Brian Spinelli, 34, took his own offbeat path to Halbert. As a financial analyst with aerospace giant Northrop Grumman, he realized he had more interest in talking about people’s finances than the numbers crunching he did at his job. His parents were Halbert clients, and Spinelli talked to their main advisor, Gary Corderman, a regional director, to get a sense of what the advisory industry was about. He learned the differences between broker-dealers and RIAs, and was attracted to Halbert’s business model and company culture.

And Corderman thought it could be a mutual fit. “They didn’t have a job offering, but he [Corderman] told JC, ‘You really should talk to this guy even though we don’t have anything for him.’ So they hired me even though they didn’t have a designated job for me.”  

Abusaid says he tried to warn Spinelli that he was overqualified for the only position they could find for him––filling out paperwork as a client service manager.
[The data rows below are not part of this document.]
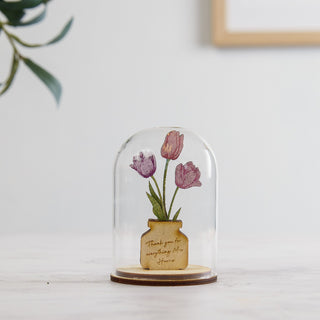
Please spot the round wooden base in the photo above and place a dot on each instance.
(136, 275)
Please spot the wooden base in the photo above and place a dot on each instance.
(136, 275)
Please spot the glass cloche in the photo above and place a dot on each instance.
(165, 200)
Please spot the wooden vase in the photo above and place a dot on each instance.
(164, 246)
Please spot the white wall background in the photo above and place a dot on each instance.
(129, 65)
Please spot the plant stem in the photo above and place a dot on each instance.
(159, 192)
(164, 187)
(9, 36)
(174, 195)
(158, 189)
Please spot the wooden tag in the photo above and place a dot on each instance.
(164, 246)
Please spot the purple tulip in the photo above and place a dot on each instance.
(172, 145)
(187, 175)
(145, 164)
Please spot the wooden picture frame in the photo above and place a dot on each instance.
(222, 37)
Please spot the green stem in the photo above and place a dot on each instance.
(158, 189)
(159, 192)
(174, 195)
(164, 187)
(9, 36)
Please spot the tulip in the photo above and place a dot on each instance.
(187, 176)
(172, 145)
(144, 164)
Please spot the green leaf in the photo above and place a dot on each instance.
(176, 215)
(63, 32)
(154, 195)
(18, 5)
(34, 20)
(156, 208)
(14, 67)
(48, 79)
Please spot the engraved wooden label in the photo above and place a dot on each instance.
(164, 246)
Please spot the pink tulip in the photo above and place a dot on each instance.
(172, 145)
(144, 164)
(187, 175)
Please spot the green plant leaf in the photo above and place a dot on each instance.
(48, 79)
(61, 35)
(14, 67)
(156, 208)
(175, 217)
(154, 195)
(18, 5)
(34, 20)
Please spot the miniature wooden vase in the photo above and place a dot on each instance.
(164, 246)
(163, 176)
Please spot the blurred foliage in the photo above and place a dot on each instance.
(15, 14)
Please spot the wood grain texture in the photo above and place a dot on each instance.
(66, 277)
(192, 275)
(221, 37)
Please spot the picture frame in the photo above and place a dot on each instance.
(222, 36)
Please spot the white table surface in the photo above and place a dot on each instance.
(66, 277)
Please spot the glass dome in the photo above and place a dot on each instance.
(165, 199)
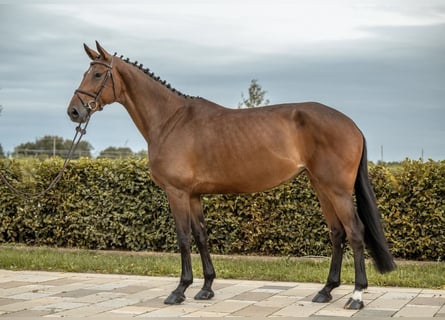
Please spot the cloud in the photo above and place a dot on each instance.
(380, 62)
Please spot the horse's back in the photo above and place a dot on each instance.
(212, 149)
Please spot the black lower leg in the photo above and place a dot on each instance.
(178, 296)
(333, 281)
(200, 234)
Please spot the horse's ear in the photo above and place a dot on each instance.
(90, 52)
(104, 54)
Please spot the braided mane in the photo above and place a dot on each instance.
(153, 76)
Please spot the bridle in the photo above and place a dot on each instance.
(80, 131)
(93, 105)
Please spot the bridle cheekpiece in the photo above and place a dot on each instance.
(94, 105)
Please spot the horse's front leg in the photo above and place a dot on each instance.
(201, 238)
(180, 206)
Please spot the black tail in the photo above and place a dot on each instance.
(370, 216)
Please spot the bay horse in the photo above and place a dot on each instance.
(199, 147)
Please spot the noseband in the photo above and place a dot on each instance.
(93, 105)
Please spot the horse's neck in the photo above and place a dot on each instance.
(149, 103)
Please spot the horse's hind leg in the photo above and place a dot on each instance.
(337, 236)
(344, 208)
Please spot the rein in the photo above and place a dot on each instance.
(80, 132)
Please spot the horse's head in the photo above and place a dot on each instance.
(98, 87)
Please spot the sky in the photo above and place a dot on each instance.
(381, 62)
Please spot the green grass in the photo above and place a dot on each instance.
(408, 274)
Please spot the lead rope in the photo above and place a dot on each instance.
(80, 132)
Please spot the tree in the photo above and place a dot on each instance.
(116, 153)
(50, 146)
(256, 96)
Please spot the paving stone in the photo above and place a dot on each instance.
(252, 296)
(77, 293)
(228, 306)
(428, 301)
(375, 313)
(14, 284)
(299, 309)
(418, 311)
(40, 295)
(255, 311)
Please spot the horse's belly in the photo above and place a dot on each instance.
(254, 176)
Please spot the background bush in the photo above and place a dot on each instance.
(113, 204)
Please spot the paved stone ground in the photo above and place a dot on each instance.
(38, 295)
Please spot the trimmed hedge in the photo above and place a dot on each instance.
(113, 204)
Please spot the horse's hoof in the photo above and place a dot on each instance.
(175, 298)
(322, 297)
(353, 304)
(204, 295)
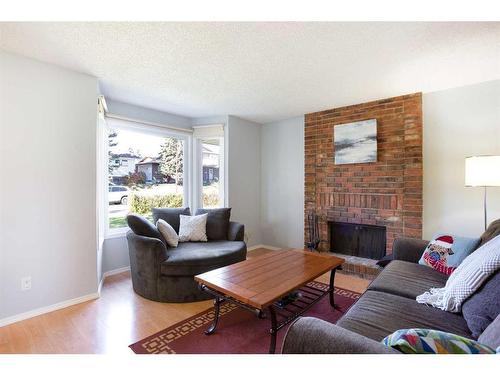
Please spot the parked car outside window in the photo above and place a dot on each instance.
(118, 194)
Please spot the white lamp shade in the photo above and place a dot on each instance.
(482, 171)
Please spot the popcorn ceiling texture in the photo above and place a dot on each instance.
(262, 71)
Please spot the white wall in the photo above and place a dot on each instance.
(282, 184)
(244, 160)
(459, 122)
(47, 189)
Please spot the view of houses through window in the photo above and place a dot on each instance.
(145, 171)
(211, 161)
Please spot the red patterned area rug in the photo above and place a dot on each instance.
(239, 331)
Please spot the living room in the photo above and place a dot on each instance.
(250, 188)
Spinelli didn’t care.

“Sounds cheesy, but this place has some weird gravitational pull for some of us,” Spinelli says. “We can’t explain it. There’s something about this environment that has an entrepreneurial spirit to it and a sense of freedom. It’s not easy starting the way I did, but they gave me an opportunity even though there wasn’t any glamour to it.”

These days, Spinelli is chair of the investment committee and a relationship manager. In the former role, he sets the committee’s overall agenda even though Hill remains the chief investment officer. In a sense, Hill acts more as the captain of the ship, but looks to Spinelli as the navigator who’s charting the committee on a daily basis. In the latter role, he’s on the client service team for managing director Craig Cross, a Halbert employee since 1979.

“I’ve been stepping into a more day-to-day contact with his clients during the past five years by meeting his clients and delivering service,” Spinelli says.

“The relationship manager is an advisory role, but we don’t step on each other’s toes. We occasionally go to the same meetings, but we want to make sure when Craig eventually backs away that the connection isn’t lost and the client isn’t pushed to somebody who doesn’t know who they are.”

These tales fit the mold of the company’s philosophy of opportunistic hiring. “Some people we groom from start to finish; others we bring into the firm for specific roles,” says Kelli Kiemle, 30, the company’s director of marketing and client experience and its event coordinator. “We have hired people even if we don’t have a position because we think they have the potential if they have the characteristics we’re looking for. Sometimes we put them in a position they’re maybe overqualified for, but we see something in them and we want to see how they do and if they can grow with us. I was doing random jobs the first year.”

It’s not always a smooth process, though. “Kelli tried quitting on me a couple of times but I wouldn’t let her,” Abusaid says laughing, though both he and Kiemle say it’s true.